Last night at All Souls Church, Pierce Hall, a trio of enterprising young dance makers -- Nancy Galeota, Cissy Whipp and Sharon Wyrrick -- offered an event with the timely label, "Solstice." To new and recent work by all three was added a piece by guest choreographer Barbara Roan, who created "Serpent Song" during a residency at American University last year.
Among tthe 50 or so enthusiastic spectators in the small but attractive hall was Joan Mondale, who had responded to a friend's invitation and said she found the evening "quite special."

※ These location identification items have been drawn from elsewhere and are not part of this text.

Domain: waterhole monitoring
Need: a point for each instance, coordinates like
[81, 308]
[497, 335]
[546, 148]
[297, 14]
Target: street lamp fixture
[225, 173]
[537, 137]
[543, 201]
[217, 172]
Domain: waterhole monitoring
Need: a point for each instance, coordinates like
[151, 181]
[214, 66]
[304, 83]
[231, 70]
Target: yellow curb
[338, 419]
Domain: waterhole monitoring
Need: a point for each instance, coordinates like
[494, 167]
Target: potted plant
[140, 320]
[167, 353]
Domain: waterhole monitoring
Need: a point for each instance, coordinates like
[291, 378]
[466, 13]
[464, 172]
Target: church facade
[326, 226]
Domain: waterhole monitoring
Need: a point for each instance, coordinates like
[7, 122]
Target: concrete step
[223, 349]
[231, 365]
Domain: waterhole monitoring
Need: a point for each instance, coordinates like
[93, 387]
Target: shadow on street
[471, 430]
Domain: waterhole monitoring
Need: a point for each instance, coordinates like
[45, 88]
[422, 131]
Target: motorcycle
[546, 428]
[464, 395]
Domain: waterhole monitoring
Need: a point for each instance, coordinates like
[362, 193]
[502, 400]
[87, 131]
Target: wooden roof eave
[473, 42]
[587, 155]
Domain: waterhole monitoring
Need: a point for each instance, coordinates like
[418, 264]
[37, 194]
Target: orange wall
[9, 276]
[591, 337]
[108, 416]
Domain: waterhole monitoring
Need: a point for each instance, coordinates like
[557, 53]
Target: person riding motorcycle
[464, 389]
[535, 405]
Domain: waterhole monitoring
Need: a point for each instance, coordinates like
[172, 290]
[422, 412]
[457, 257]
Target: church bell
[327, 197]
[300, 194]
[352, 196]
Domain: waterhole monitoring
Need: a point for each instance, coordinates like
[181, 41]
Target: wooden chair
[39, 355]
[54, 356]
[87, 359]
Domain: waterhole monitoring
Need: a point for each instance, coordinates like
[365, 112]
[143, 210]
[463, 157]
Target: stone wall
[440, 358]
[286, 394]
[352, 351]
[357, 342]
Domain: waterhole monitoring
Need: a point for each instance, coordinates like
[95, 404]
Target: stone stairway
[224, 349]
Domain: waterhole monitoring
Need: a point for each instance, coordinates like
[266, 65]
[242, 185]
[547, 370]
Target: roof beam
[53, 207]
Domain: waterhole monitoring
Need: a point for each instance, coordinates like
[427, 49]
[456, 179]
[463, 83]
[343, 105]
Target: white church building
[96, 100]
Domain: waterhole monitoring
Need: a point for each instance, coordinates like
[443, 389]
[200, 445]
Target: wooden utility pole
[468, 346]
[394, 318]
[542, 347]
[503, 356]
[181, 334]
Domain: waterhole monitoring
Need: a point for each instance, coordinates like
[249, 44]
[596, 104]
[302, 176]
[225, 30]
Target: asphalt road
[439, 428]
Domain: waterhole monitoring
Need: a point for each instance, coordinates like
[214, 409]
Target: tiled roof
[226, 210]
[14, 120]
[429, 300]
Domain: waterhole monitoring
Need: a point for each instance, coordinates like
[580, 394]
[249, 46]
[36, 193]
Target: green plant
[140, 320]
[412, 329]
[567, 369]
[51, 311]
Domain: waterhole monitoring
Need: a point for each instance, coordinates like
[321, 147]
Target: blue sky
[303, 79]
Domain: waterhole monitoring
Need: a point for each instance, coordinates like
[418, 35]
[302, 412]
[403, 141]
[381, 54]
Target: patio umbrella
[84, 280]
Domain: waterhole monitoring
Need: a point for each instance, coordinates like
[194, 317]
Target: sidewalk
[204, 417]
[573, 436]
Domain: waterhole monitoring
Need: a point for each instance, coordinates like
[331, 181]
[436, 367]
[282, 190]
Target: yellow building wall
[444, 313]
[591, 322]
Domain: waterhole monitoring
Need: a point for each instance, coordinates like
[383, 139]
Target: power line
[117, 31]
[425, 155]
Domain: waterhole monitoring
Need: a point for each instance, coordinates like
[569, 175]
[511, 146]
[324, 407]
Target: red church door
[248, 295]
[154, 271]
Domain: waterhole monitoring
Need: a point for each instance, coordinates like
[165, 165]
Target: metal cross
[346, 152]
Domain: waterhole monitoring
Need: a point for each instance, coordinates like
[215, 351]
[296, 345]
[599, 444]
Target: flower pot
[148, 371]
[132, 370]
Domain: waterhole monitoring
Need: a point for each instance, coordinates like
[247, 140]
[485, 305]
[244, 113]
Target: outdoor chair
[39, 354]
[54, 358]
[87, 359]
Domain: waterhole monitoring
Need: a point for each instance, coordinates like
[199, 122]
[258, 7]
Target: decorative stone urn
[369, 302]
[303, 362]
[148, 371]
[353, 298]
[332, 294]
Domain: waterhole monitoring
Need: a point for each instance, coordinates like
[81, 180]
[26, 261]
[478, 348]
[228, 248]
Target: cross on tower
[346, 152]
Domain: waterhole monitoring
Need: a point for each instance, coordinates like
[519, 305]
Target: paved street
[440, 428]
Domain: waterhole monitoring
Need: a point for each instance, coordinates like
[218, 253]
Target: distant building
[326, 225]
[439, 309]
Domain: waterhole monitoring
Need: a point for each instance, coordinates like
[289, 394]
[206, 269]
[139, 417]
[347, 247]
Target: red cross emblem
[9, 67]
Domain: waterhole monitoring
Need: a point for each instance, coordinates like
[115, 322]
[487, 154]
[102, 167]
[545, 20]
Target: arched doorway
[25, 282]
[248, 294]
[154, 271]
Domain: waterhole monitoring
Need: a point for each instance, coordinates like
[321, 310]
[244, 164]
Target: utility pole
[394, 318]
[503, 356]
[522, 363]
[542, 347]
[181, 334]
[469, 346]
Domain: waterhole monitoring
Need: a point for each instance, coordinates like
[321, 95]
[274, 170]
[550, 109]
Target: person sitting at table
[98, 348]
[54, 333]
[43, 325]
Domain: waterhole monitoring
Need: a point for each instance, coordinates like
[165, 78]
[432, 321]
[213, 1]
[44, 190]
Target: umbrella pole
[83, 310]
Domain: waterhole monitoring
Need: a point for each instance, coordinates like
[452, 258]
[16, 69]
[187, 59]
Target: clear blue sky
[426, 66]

Within its own frame of refrence -- modestly scaled work by indigenous, relatively inexperienced hands -- it was. The program was consistently absorbing, mostly free of cliche, and sparked here and there by genuinely compelling ideas.
Whipp's "Drives," involving film, tape collage and poetry, seemed pretty ramshackle in its multimedia aspects, but it was more than usually interesting as a movement composition. The restive squirming and preening of the opening gave way to more energetic forays and finally to a spaced-out tranquality that seemed to resolve all prior tensions. The piece might have been stronger still but for Whipp's rehearsal injury, which forced a last-minute conversion of this trio (and "Serpent Song" as well) into a duet.
Arresting shape -- a second dancer made her entrance by sliding under her almost prone colleague, the two momentarily like a pair of startled crocodiles -- was the hall mark of Galeota's "Steel Fingers." The slow movement of Bach's "Italian Concerto," however, sounded at cross purposes with the choreography in every respect. Wyrrick's two pieces -- the placid "Dances for a Summer's Solstice," with a texture like Vaseline and the borderline cute "Hooray," -- were neatly crafted but too close to sugary for comfort. Wyrrick and Diane DeFries, however, were effectively slithery in the provocative "Serpent Song."